There was evidence for the appellant by his wife that Walter Breedlove came to the trailer occupied by them between 1 and 2 a. m. on the morning of October 8, 1967, and returned after 2 a. m. bringing back a pistol he had borrowed from the appellant.
The alleged newly discovered evidence could have no relevancy to the case except for the purpose of impeaching the witness who testified that Walter Breedlove was at home in a drunken condition at the time the murder was committed. Newly discovered evidence which merely impeaches the testimony of witnesses for the State, and which would not likely produce a different result on another trial if admitted, is not sufficient to authorize the grant of a new trial. Code § 70-204; Stuckey v. State, 176 Ga. 252 (3) ( 167 S.E. 519). The trial judge did not abuse his discretion in refusing to grant a new trial on this alleged newly discovered evidence.
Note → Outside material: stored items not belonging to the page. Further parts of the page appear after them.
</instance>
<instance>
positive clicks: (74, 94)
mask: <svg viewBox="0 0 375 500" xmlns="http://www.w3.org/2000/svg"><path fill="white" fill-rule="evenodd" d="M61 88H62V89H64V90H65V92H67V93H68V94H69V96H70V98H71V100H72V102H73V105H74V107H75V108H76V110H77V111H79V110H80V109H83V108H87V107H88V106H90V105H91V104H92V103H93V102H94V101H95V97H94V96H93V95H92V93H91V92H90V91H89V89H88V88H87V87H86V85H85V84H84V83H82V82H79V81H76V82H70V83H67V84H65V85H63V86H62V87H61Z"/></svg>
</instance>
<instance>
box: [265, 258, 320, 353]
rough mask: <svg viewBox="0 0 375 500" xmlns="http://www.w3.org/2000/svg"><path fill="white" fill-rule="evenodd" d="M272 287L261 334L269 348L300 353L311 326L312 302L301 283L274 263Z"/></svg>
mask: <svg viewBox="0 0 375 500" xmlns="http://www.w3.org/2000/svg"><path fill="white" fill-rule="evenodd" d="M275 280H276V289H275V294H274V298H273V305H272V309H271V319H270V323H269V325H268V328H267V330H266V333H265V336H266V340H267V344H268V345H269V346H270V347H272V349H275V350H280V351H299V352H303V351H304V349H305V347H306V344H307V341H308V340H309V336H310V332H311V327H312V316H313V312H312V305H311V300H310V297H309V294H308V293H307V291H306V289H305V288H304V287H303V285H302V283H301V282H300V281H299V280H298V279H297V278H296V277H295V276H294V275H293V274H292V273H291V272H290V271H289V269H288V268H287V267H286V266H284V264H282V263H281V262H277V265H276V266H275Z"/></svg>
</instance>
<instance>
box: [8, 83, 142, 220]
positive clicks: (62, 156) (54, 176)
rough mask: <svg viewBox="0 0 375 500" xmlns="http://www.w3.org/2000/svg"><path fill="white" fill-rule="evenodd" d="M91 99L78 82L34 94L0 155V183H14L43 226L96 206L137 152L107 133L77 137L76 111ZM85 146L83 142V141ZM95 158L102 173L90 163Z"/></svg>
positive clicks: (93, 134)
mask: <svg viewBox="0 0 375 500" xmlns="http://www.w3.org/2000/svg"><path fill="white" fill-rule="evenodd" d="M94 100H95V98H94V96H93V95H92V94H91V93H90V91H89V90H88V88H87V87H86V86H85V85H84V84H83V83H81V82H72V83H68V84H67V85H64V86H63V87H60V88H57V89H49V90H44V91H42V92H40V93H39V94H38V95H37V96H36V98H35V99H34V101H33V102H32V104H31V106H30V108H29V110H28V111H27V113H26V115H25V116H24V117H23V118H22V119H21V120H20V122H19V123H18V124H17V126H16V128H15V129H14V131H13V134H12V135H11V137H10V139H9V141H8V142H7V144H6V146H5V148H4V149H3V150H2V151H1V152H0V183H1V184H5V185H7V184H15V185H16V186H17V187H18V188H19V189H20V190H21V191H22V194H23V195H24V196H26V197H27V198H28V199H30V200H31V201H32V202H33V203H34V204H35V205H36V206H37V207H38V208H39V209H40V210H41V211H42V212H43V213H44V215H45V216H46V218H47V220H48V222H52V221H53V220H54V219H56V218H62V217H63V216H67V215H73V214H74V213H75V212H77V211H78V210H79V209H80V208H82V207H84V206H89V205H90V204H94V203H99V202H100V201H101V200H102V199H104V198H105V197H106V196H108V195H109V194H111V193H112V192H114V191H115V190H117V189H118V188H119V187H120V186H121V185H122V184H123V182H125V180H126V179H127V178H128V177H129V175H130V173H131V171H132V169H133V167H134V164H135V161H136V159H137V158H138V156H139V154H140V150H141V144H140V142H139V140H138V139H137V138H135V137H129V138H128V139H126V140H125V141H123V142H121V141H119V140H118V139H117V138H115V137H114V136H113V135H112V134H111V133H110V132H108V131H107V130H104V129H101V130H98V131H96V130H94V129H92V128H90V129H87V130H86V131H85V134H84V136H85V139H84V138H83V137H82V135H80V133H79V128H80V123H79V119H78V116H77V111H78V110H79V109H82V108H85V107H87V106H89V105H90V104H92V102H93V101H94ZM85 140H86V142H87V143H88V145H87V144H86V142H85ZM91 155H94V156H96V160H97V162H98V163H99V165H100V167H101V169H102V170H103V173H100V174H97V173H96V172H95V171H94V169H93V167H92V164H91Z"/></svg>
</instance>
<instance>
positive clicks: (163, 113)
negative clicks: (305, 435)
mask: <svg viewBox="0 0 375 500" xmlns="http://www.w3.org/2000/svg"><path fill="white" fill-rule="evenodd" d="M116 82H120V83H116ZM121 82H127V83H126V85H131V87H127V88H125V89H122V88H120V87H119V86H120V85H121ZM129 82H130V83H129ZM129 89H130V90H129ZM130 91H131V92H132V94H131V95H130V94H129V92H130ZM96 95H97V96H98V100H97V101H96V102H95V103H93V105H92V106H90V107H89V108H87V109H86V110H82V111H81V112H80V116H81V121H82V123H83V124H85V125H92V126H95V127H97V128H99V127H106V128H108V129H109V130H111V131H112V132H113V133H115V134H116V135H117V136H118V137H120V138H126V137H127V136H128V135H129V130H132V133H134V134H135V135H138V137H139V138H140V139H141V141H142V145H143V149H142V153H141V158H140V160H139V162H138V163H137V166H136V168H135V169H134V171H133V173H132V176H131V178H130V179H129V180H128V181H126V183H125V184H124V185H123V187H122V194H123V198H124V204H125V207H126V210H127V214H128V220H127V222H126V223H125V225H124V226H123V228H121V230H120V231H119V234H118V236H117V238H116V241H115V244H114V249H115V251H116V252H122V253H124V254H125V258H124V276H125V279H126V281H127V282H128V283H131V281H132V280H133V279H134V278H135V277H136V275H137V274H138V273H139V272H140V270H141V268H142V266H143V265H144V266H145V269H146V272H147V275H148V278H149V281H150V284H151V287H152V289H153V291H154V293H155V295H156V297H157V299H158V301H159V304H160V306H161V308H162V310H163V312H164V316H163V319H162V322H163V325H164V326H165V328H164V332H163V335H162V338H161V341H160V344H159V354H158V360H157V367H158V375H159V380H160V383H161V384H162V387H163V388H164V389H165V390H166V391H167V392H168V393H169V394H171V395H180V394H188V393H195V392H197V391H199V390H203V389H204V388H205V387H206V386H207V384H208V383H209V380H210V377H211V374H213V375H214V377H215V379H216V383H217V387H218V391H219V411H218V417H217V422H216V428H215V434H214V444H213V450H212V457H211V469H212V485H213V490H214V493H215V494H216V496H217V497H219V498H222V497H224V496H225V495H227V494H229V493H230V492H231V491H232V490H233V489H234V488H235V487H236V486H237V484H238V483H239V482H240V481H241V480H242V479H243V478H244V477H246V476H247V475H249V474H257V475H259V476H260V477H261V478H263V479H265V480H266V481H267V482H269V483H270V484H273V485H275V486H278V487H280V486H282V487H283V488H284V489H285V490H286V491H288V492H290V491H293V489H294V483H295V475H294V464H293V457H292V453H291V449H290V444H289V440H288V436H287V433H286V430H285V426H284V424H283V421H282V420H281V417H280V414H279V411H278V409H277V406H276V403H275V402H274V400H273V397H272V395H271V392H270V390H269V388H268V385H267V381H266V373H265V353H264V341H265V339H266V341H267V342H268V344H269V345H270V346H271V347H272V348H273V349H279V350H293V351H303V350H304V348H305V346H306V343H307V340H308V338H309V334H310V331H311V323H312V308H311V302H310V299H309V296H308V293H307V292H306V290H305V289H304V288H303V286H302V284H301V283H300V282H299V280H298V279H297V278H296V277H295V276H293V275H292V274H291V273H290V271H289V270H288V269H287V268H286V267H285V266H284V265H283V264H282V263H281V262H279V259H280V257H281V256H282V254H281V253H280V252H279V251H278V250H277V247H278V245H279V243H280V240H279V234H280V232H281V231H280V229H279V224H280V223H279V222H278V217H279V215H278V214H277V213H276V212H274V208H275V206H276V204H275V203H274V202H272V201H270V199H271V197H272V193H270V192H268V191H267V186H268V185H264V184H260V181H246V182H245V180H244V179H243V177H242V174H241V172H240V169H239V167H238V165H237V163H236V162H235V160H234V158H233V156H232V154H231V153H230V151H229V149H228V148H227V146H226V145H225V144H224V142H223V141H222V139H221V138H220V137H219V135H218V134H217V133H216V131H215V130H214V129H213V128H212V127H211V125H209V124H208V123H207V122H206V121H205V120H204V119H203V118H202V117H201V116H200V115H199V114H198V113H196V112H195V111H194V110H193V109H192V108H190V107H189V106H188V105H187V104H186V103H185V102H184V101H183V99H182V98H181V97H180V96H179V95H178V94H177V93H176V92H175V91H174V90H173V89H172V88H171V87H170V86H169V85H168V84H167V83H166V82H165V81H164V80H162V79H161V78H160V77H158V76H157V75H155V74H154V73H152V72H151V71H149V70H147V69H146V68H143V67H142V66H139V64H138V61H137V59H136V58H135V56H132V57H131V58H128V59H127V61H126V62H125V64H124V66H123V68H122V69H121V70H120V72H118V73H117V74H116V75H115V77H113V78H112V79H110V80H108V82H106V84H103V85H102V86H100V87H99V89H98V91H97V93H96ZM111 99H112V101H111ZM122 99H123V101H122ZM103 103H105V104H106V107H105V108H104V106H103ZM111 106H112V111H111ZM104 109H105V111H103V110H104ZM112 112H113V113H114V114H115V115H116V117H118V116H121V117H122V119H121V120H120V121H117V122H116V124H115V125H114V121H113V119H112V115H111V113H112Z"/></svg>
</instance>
5. The contention that the appellant's conviction was contrary to law is based upon the assertion that he should not have been arraigned prior to a final determination of his motion for new trial on the special plea of insanity. We have decided in Division 1 that there is no merit in this contention. The appellant concedes that otherwise there is no merit in the general grounds of the motion for new trial.
Judgment affirmed. All the Justice concur, except Felton, J., who dissents.
I think that the court erred in refusing to grant the motion of the defendant for a mistrial under the facts of the case. The district attorney made inexcusably inflammatory and prejudicial remarks. There were statements by the court to the jury not to consider such remarks. However, there was no rebuke of counsel who made the damaging remarks and under no interpretation of the judge's statement to the jury could they be construed to be a rebuke. Several recent cases have made similar holdings and I think it is time for us to go back to the true rule and law on the subject and strictly comply with Code § 81-1009 and many older decisions which take precedence or the established law of Georgia to the effect that it at least requires a rebuke to counsel to show enough disapproval of the objectionable argument to remove the harm done by such argument. The idea that an instruction by the court removes the objectionable argument from the minds of the jurors is a myth at best. It takes a blast like a rebuke to offset the injury caused by the objectionable argument. Mitchum v. State, 11 Ga. 615; Barfield v. State, 179 Ga. 293 ( 175 S.E. 582); Ga. Power Co. v. Puckett, 181 Ga. 386 ( 182 S.E. 384); Brooks v. State, 183 Ga. 466 ( 188 S.E. 711, 108 ALR 752); Fitzgerald v. State, 184 Ga. 19 ( 190 S.E. 602); Heard v. State, 210 Ga. 108 ( 78 S.E.2d 38); Purcell v. Hill, 220 Ga. 663 ( 141 S.E.2d 152); James v. State, 223 Ga. 677 (5) ( 157 S.E.2d 471).